In ARMv6, reading Thumb versus ARM assembler was annoying at best, as they didn't use the same language. With ARMv7, however, ARM developed a "Unified Assembly Language" (UAL) which covers all the operations of both ARM and Thumb instructions in a single (you guessed it!) unified set of mnemonics. This is another reason I'm sticking to ARMv7.

Note: It was also not until ARMv7 that Thumb (more specifically, Thumb 2) got proper support for floating-point extensions, which is part of the reason Apple's compilers had so much trouble earlier on.

A particular quirk of Thumb is how you tell the CPU which instruction set you're running at any given moment. This is solved by a set of "interworking" branch instructions; when a branch is taken by one of these instructions to an address stored in a register, it interprets the least significant (last) bit of the address as a flag telling the CPU which mode to switch to. When a branch is taken to a hardcoded address, however, the instruction set flag is simply flipped. Therefore, a bx #12345 instruction will branch to Thumb if the current ISA is ARM, and ARM if the current ISA is Thumb, whereas a bx r5 instruction will set the current ISA based on the low bit of r5 (a 1 bit branches to Thumb, a 0 bit to ARM).

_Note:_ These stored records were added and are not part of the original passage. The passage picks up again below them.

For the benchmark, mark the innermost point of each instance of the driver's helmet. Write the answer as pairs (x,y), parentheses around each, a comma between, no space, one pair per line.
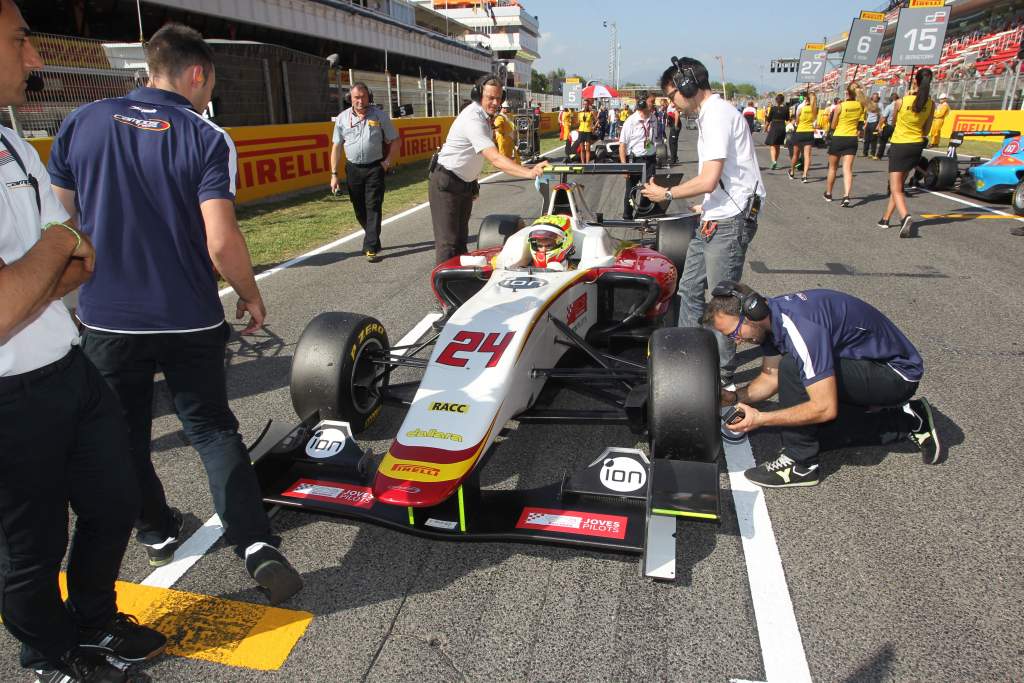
(550,241)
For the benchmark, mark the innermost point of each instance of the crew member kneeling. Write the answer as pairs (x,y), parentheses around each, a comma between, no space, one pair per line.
(845,376)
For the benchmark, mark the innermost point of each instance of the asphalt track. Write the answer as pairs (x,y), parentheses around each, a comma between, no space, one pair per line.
(896,570)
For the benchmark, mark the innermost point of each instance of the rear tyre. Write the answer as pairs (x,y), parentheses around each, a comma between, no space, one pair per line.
(684,394)
(496,228)
(333,371)
(1017,201)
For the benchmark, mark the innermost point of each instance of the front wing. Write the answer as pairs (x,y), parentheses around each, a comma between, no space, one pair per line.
(621,502)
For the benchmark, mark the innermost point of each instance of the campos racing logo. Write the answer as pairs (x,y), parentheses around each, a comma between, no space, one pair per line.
(438,406)
(416,469)
(523,283)
(433,433)
(623,475)
(973,122)
(326,442)
(155,125)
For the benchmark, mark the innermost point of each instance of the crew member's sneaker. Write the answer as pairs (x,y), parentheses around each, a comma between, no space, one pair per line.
(782,472)
(86,668)
(907,228)
(925,435)
(270,569)
(123,637)
(162,553)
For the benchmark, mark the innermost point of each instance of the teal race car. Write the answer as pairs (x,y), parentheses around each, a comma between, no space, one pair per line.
(997,179)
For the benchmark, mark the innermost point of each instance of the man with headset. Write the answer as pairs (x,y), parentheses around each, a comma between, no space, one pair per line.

Keep in mind, however, that all this fancy interworking stuff only happens if the program asks it to. The normal b and bl instructions don't do any of this. Whether or not you change instruction sets during any branch is up to you!

Don't worry if this doesn't make too much sense; thanks to UAL, the meaning of the instructions is the same between Thumb and ARM in almsot all cases, so knowing how to read the assembly language is most of what you need. It is important to remember only that most Thumb instructions can only access a limited set of registers, and take much smaller ranges of immediate values.

Registers
ARM specifies sixteen general-purpose registers and one status register for application use. NEON further defines sixteen 128-bit vector registers which overlap with the set of thirty-two double precision floating-point registers used by the earlier VFP specification (these in turn overlap with the set of thirty-two single precision registers). Registers with multiple names can be referred to by either name with the same result, though by convention it is always preferred to use a name (such as lr) over a number (such as r14) except in specific situations. Of these fifteen, several are reserved for specific purposes.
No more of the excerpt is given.